D. – Nella zona di Po Thon vi sono persone che hanno conosciuto le 35 vittime del regime per le quali è stata avviata la causa di beatificazione…

R. – Ci sono stati soprattutto due preti, il padre Salem e il vescovo Joseph Chhmar Salas. Prima dell’arrivo di Pol Pot e prima del 1975 avevano l’abitudine di celebrare Messa in queste comunità.

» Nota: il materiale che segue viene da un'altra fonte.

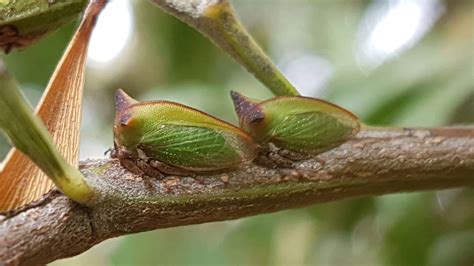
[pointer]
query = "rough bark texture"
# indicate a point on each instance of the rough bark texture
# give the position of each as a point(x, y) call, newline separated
point(374, 162)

Quindi molti dei nostri cattolici, oggi anziani, li hanno conosciuti, hanno celebrato con loro.

D. – Quali sono le difficoltà che affronta oggi il Paese?

R. – Noi abbiamo tantissimi giovani. Una delle sfide è proprio quella dell’educazione, che i giovani abbiano la possibilità di formarsi, per avere un futuro migliore rispetto a quello dei loro genitori. Poi c’è la sfida sociale, politica, poiché la Cambogia è anche un Paese in grandissimo sviluppo.

D. - Come Chiesa, come missionari, qual è la vostra linea di frontiera?

R. - Siamo pochi preti missionari e questa è una sfida per noi, per la Chiesa in Cambogia. Qui a Phnom Penh in tutto il vicariato abbiamo più di 40 comunità, ma noi preti, che siamo al servizio di questa comunità, saremmo una ventina… Uno dei primi fronti è proprio la cura pastorale e poi c’è l’aspetto della promozione umana, dei diritti… c’è il fronte sociale, le divisioni… E anche l’educazione…

D. – Qual è il rapporto con le altre fedi?

R. – Il buddismo è la religione ufficiale e i rapporti sono molto buoni. In tutte le attività che facciamo c’è una percentuale minima di cattolici, il resto sono tutti buddisti… Bambini, giovani, persone anziane, siamo apprezzati. I rapporti sono molto buoni.